I’ve recently seen and heard references to companies offshoring the task of drafting contracts. For example, this article in today’s London Times says that Rio Tinto has hired a team of Indian lawyers “to work for it on tasks such as reviewing documents and drafting contracts.”
If that means having your offshore lawyers handle hundreds of equipment-lease deals by revising an approved set of templates, that makes sense. But I wouldn’t really call that contract drafting—contract tweaking, more like.
To my mind, contracting drafting entails coming up with contract language that reflects all or a large part of a transaction. And I’m not crazy about the idea of outsourcing that task, at least when it comes to a company’s template commercial contracts. They’re sufficiently important that I’d have thought quality, rather than price, should determine who drafts them.

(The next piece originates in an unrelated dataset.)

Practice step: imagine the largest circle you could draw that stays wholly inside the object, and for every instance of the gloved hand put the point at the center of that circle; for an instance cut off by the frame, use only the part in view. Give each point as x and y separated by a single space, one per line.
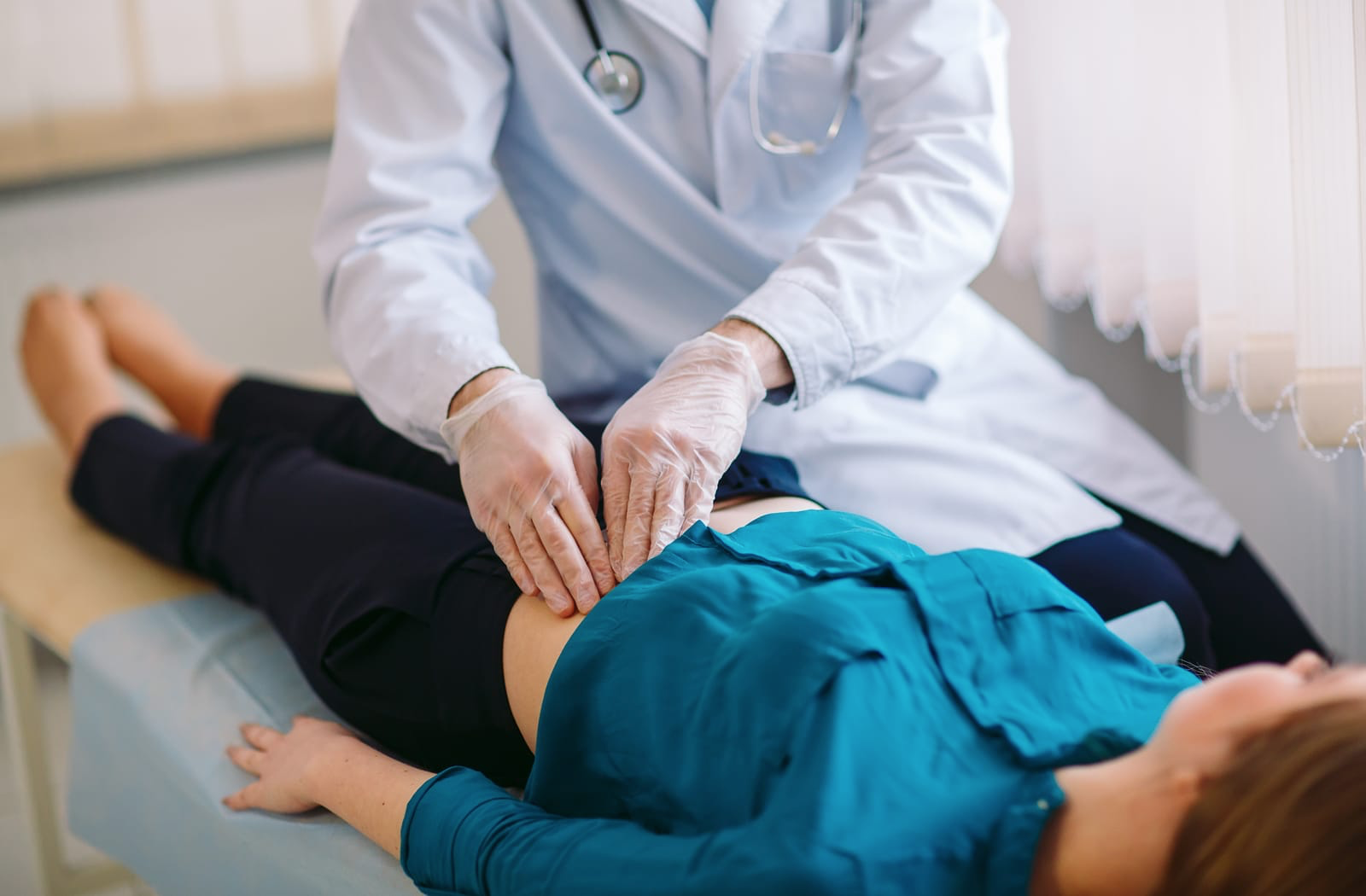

In that regard, here’s what I said in my April 2007 article in the New York Law Journal:
I wouldn’t want to treat an offshore [knowledge-process-outsourcing] organization, whether a captive or a vendor, as an offshore law firm. For example, having an offshoring organization draft a template contract wouldn’t play to its strengths, as offshoring organizations would most likely be subject to the problems of quality and process that generally arise when law firms serve this function.
My complaint isn’t that Indian lawyers wouldn’t do as good a job as a law firm in the home jurisdiction, wherever that might be—it’s that they, like any law firm, likely would produce work that reflects the shortcomings of mainstream contract drafting.
If you want quality, go to whoever has demonstrated a commitment to clear and rigorous contract language, as opposed to recycling traditional verbiage and perpetuating contract-drafting urban legends. That might be someone at a law firm, someone at your company, or some lone-wolf consultant.